Bu gün toplumsal gelirin % 95’ini alan bu kaymak tabaka, iktidarları değiştirecek gücü kendinde bulamıyor.
Eski güçleri olsaydı mevcut Ak Parti iktidarını kapatma sürecinde tarihin tozlu sayfalarına tıkarlardı.
Bu gün Kahramanmaraş’ta binlerle ifade edebileceğimiz zenginimiz vardır. Dünün çırçırcıları bu gün birer holding haline gelmişler İstanbul dükalığına isyan bayrağını açmışlar, dünyanın her yanına giderek ürettiklerini satmakta ve ülkeye katkı yapmaktadırlar.
200 yıldır bu milleti soyan, kendi yönetme hakkı vermedikleri bu millet ilk defa kendi kaderini tayin etmek üzere sandığa gidecektir.
**
Türkiye 10 Ağustos 2014 seçimleriyle birlikte yeni bir sürece girecektir. Korkak, ürkek, çekingen, kendi ürettikleri korkularıyla baş etmekten uzak bir ülke yerine kendi coğrafyasında söz sahibi olmak isteyen bir ülke konumuna gelecektir.
“Türkiye, Türklere bırakılmayacak kadar değerli” diyen çeşitli entrikalarla bu ülkenin iktidarını elinde tutan bu güçler, bu tarihten sonra bir kalelerini daha kaybedeceklerdir.
10 Ağustos 2014 tarihi sadece bir Cumhurbaşkanlığı seçimi falan da değildir. Ya tekrar o elit tabakanın egemenliğine girecek ya da o esaret zincirini kırıp atacaktır.
Ben bu seçime bu şekilde bakıyorum.
**
Geçmişte Merhum Turgut Özal’ı çok sevmiştim. Millete ufuk ve hedef koyuyordu. Şimdi de uzun adam aynı şeyi yapıyor.

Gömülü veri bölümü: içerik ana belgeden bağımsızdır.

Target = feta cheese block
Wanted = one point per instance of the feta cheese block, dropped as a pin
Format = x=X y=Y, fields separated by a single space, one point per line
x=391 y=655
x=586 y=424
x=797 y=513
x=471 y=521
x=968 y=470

2023, 2071 gibi bizler için tarihsel önemi olan tarihler ve hedefler.. Korkuyla bir yere varılmayacak. Korkunun ecele de faydası yoktur.
Bu şerefli millet tarihten günümüze baktığımızda ilk 30 yılda devlet ikinci 30 yılda da imparatorluk kurmuş bir millettir.
Bu yüce Türk milletini kardeş kavgaları ile mezhep kavgaları ile birbirine düşürmeye çalışanlar dün olduğu gibi bu günde hezimete uğrayacaklardır. Bu milletin genetiğinde olan milli mefkureler, değerler 100 yıllık uyutmadan sonra yeniden gün ışığına çıkıyor.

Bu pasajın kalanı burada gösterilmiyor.